Память о подвиге десятилетней давности всплыла в подсознании. Я решительно выбрал листочек бумажки, лежавший на «животе». Выпало рассказывать о поэме Адама Мицкевича «Пан Тадеуш». До сих пор ощущаю в груди холодок восторга от удачи, которую послала судьба. Еще на втором курсе друзья, с которыми жил в одной комнате общежития, Николай Недельский и Саша Филоненко, подарили на день рождения прекрасно иллюстрированный фолиант. И назывался он, как вы уже догадались, «Пан Тадеуш»! Содержания остальных вопросов билета не помню, но это и не главное в рассказе.
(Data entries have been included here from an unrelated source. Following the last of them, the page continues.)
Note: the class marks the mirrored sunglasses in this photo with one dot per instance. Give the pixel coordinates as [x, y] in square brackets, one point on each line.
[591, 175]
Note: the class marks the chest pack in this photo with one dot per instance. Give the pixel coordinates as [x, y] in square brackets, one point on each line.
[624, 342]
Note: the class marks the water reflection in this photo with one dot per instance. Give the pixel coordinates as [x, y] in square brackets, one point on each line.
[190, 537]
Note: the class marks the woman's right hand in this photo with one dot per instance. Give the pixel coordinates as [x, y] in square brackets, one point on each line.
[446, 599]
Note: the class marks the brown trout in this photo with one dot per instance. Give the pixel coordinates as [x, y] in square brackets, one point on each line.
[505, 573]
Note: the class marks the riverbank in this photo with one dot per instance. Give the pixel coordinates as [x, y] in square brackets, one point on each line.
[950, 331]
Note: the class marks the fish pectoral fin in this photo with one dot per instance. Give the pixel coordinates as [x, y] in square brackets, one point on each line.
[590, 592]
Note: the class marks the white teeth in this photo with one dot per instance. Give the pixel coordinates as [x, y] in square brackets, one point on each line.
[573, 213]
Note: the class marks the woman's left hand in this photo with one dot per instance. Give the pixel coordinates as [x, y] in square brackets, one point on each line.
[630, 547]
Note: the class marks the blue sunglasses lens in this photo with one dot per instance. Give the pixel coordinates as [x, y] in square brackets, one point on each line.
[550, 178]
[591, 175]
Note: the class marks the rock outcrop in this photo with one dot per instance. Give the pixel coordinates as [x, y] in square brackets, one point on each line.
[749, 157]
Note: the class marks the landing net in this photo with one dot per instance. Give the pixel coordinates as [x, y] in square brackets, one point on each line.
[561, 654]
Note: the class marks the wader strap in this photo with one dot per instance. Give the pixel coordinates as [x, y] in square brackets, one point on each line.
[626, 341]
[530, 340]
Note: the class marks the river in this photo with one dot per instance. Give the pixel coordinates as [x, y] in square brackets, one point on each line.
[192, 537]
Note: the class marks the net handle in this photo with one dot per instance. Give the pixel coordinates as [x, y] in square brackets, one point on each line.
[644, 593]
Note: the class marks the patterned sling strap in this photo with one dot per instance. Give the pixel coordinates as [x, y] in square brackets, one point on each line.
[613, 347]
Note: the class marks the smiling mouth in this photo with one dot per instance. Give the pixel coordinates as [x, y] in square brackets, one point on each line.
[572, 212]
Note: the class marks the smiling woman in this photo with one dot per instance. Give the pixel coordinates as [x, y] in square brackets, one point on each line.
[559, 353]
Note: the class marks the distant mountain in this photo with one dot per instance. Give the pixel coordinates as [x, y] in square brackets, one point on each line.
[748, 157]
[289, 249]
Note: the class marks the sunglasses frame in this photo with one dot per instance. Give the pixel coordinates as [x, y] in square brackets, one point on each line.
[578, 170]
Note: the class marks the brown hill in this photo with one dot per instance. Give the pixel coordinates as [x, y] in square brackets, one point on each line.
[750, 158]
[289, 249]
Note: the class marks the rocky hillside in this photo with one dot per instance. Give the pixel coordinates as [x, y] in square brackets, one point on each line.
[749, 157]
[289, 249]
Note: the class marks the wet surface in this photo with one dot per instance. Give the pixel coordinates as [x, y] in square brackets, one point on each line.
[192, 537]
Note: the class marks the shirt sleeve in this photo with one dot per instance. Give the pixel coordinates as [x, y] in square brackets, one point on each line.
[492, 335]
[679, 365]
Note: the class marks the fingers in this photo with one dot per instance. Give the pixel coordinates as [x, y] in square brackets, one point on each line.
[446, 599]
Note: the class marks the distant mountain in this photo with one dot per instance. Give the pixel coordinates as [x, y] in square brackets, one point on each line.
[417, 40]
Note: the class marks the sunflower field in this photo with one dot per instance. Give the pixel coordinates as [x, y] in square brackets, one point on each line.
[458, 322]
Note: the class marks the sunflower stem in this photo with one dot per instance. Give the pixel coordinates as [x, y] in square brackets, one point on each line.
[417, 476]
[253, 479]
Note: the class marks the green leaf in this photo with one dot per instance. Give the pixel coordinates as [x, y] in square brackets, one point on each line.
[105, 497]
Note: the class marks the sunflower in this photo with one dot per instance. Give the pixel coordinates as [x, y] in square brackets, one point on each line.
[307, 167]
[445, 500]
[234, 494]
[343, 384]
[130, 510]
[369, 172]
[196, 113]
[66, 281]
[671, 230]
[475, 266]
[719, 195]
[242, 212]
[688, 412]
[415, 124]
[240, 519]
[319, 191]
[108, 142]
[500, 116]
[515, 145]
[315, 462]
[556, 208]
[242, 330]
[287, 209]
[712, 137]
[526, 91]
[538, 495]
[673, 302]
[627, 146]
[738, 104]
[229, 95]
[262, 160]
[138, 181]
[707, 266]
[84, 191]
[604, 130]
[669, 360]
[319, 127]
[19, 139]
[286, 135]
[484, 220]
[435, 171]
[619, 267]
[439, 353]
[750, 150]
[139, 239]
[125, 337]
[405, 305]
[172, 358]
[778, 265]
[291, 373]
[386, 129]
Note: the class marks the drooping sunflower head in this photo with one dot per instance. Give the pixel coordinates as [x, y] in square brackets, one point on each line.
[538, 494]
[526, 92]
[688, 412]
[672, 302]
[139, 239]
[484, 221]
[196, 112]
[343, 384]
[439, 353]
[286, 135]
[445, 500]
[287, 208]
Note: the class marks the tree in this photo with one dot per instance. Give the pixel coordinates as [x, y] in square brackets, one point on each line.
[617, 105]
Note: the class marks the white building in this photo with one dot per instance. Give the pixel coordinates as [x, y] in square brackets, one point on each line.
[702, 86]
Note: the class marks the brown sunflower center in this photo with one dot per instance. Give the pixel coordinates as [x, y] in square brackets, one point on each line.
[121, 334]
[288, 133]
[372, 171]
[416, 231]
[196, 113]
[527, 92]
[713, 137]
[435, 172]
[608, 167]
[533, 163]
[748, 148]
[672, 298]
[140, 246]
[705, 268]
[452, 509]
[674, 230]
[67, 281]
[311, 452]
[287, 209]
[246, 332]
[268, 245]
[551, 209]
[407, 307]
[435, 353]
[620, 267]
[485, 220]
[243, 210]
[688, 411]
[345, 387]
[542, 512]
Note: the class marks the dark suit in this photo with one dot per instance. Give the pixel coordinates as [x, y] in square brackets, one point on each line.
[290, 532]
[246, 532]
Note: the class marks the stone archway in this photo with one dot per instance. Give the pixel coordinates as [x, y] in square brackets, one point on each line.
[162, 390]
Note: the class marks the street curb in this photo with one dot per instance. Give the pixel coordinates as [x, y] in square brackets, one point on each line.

Применяя приемы красноречия, почерпнутые из арсенала экзаменаторши, отчеканил вдохновенное устное эссе о знаменитом польском поэте, его фундаментальной поэме. В голове еще хранились куски текста, которые знал наизусть. Все было к месту, все тянуло на удачу авантюры.
Брови Анны Ивановны взметнулись к небесам. Она подумала, попереживала мой триумф. И протянула книжечку с программой экзамена по зарубежной литературе, пролистав ее до конца, где помещался многостраничный список рекомендуемых к прочтению книг. «Рассказывай, что читал?»
Отступать было некуда. Палец Вайсман скользил по строчкам, я врал вдохновенно: «Читал… И это читал… И это тоже…» Но список был настолько длинен, что совесть вырвалась из плена и заставила порой произносить: «А вот это не успел… Не до конца… Не читал…» Наконец палец доцента Вайсман уткнулся в последнюю строчку списка.